Indian vocal folk singer and Dhol player (1963–2024)

Sakini Ramachandraih (1 January 1963 – 23 June 2024) was an Indian vocal folk singer and Dhol player from the Bhadradri town in the Telangana State in India. He was known for his expertise in "Kanchumelam-Kanchuthalam" an art form particularly identified with the Koya tribal community in Telangana and Andhra Pradesh. This art form is almost on the verge of extinction and Ramachandraih was the only surviving practitioner of the art who could narrate the history of the sacred festival "Sammakka Sarakka Jathara" in both the Telugu and Koya languages in its totality.
In the year 2022, the Government of India honoured Ramachandraiah by conferring the Padma Shri award for his contributions to art.

==Life and work==
Sakini Ramachandraih was born in Bhadradri, Kottagudem District, Manuguru Zone, Koonavaram in Telangana to the Koya tribe couble Musalayya-Gangamma on 1 January 1963. He had no formal education and he remained an illiterate throughout his life. However, from the age twelve, he showed a passion for the art of playing Dhol which, probably, he had inherited from his grandparents. The Koya tribal artistes have a great tradition of orally handing over their repertoire of songs to newer generations and Ramachandraih memorised a large collection of these songs. The themes of these songs include stories of tribal warriors such as Sammakka-Saralamma, Girikamaraju, Pagididda Raju, Ramaraju, Gadiraju, Bapanamma, Musalamma, Nagulamma, Sadalamma, etc. They also include stories of the birth of tribes and family histories. The artistes play an important role in festivals and in important days like marriage day in Koya houses.
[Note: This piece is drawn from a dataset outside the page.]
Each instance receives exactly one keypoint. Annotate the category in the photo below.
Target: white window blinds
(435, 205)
The art practised by Ramachandraih is also known "Kanchumelam-Kanchuthalam" and is almost on the verge of extinction. Ramachandraih was the only surviving practitioner of the art who could narrate the history of "Sammakka Sarakka Jathara" (also known as "Sammakka Saralamma Jatara" or "Medaram Jatara") festival in both the Telugu and Koya languages in its totality.

Ramachandraiah’s talent came to wider attention for the first time in 2014 when he narrated the history of Sammakka-Saralakka, two tribal women (mother and daughter) who fought against Kakatiya rulers in the 13th century. "It became an instant hit. He has also popularized other ballads such as Boponamma Katha, Godi Kama Roaju Katba, etc." said Jayadheer Tirumala Rao, a retired professor of Telugu University, who recorded and documented Ramachandraiah’s oral narratives.
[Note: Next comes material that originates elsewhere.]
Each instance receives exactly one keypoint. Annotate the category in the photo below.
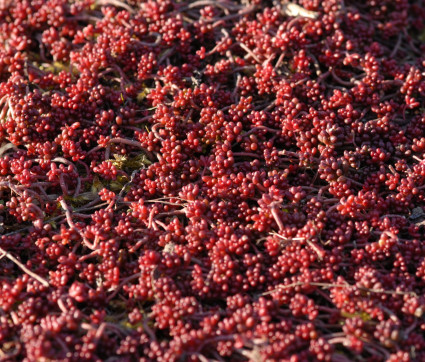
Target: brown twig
(6, 254)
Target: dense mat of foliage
(212, 180)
Ramachandraih died in his home village, near Manuguru, on 23 June 2024, at the age of 61.

==Padma Shri award==
- In the year 2022, the Government of India conferred the Padma Shri award, the third highest award in the Padma series of awards, on Ramachandraiah for his distinguished service in the field of art. The award is in recognition of his service as a "Koya tribal singer from Bhadradri - amongst the last preserving the ancient practice of reciting the oral histories of the Koya tribe".